According to the foundation myth recorded in the Baksei Chamkrong inscription, dated AD 947, "the origin of the kings of Cambodia goes back to the union of the hermit Kambu Swayambhuva, an eponymic ancestor of the Kambujas, with the celestial nymph Mera, who was given to him by Śiva." The king Srutavarman, the first monarch of Chenla, was born of this couple, who was followed by his son, king Sreshthavarman. This king gave his name to Sreshthapura, believed to be Vat Phou.

=== Early history ===
The origins of Chenla's aristocracy, whom author Michael Vickery called the "Dângrêk Chieftains", are obscure. These were local principalities north and south of the Dângrêk Mountains, who left behind the oldest known stone epigraphs in the region, bearing genealogical records that suggest increasing political dominance. The first known princes are mentioned in some early inscriptions. The Sanskrit inscription of Vãl Kantél, Stung Treng province names a ruler Vīravarman, who as his name suggests (his father's name was Sārvabhauma) had adopted the idea of divine kingship and deployed the concept of Harihara, a Hindu "god that embodied multiple conceptions of power". His successors continued this tradition, thus conveying the idea of a correlation between political and religious authority.

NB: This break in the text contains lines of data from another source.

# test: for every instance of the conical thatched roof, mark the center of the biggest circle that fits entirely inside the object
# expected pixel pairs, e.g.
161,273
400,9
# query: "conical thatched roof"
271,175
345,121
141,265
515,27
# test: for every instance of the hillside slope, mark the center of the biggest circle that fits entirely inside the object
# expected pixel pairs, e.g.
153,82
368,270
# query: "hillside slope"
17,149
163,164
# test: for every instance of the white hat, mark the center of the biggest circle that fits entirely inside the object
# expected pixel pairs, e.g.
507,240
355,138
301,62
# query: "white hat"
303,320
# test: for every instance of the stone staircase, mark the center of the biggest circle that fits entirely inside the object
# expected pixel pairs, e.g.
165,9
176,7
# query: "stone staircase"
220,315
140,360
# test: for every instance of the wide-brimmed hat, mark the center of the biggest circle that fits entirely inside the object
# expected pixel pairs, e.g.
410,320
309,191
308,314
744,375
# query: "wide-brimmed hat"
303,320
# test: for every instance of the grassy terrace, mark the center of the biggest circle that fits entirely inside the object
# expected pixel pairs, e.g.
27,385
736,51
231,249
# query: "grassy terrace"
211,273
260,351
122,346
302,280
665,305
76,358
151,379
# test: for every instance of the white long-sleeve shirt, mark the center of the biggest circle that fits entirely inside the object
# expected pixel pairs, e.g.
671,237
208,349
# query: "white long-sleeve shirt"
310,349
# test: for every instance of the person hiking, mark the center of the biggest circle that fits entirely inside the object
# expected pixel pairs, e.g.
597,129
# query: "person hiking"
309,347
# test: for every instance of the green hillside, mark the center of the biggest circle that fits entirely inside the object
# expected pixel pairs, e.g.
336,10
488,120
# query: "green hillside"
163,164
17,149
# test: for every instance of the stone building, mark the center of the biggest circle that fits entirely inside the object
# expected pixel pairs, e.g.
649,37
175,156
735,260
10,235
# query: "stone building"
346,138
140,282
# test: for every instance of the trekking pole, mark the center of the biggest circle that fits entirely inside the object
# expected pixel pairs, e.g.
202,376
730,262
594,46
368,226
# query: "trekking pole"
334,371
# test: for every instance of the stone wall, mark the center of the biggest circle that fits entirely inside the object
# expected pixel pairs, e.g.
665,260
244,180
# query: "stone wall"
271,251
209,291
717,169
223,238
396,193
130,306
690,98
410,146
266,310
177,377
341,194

Like its superior Funan, Chenla occupied a strategic position where the maritime trade routes of the Indosphere and the East Asian cultural sphere converged, resulting in prolonged socio-economic and cultural influence and the adoption of the epigraphic system of the south Indian Pallava dynasty and Chalukya dynasty. Originally one of the regional centers of Funan with an unknown degree of sovereignty, Chenla was recognized by a foreign power as a separate political entity at the end of the sixth century, Bhavavarman I its independent ruler. Considerable scholarly discord prevails regarding the exact geographic origin, the extent, dynamic and chronology of territorial expansion and in particular, the religious and political center of Chenla and whether or not it consisted of a unified people under a single leader.

The New Book of Tang asserts that shortly after 706, the country was split into Land Chenla and Water Chenla. The names signify a northern and a southern half, which may conveniently be referred to as Upper (northern) and Lower (southern) Chenla. By the late 8th century Water Chenla had become dependent on the thalassocratic Shailendra dynasty on Java and the Srivijaya city-state on Sumatra. The last of Water Chenla's kings seems to have been killed and the polity incorporated into the Javanese monarchy around the year 790. Land Chenla maintained its integrity under Jayavarman II, who proclaimed the Khmer Empire in 802.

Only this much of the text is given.